Hochschule Düsseldorf: Zentrum für Digitalisierung auf dem Campus

Stadtplanung : Digitales Zentrum für Derendorf

Auf dem Gelände, das die Stadt der Hochschule Düsseldorf verkauft hat, sollte eigentlich eine Jugendfreizeiteinrichtung entstehen. Dafür wird nun ein anderer Platz gesucht. Das Zentrum für Digitalisierung bringt auch den Stadtteil voran.

Auf dem Gelände der neuen Hochschule Düsseldorf (HSD) ist längst noch nicht das letzte Gebäude hochgezogen worden, sind überall noch Bautätigkeiten erkennbar. Auf einem noch freien Plangebiet soll jetzt, unweit der kürzlich neu eingeweihten Ulrike Rother-Scheffler-Straße, ein Zentrum für Digitalisierung entstehen. In der Sitzung der Bezirksvertretung 1 erteilten die Politiker dem Bauvorhaben nun grünes Licht.

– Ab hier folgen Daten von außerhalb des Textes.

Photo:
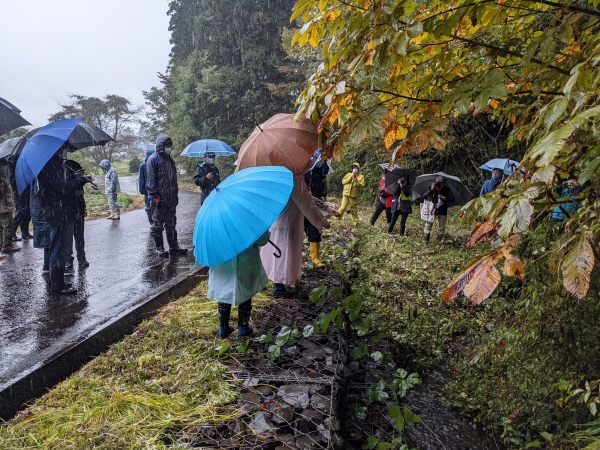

Eine hier vorhandene Fläche von 300 Quadrametern war urprünglich für eine Jugendfreizeiteinrichtung gedacht, „aber seien wir ehrlich, die ist an anderer Stelle sicherlich besser aufgehoben, für ein Digitalisierungszentrum ist dieses Hochschulumfeld dagegen ideal“, sagt Bezirksbürgermeisterin Marina Spillner. „Was aber nicht heißt, dass wir nicht unbedingt in Derendorf noch etwas für 13- bis 17-Jährige schaffen müssen, denn der Ulmenclub ist doch ganz schön heruntergekommen“, betont Marina Spillner.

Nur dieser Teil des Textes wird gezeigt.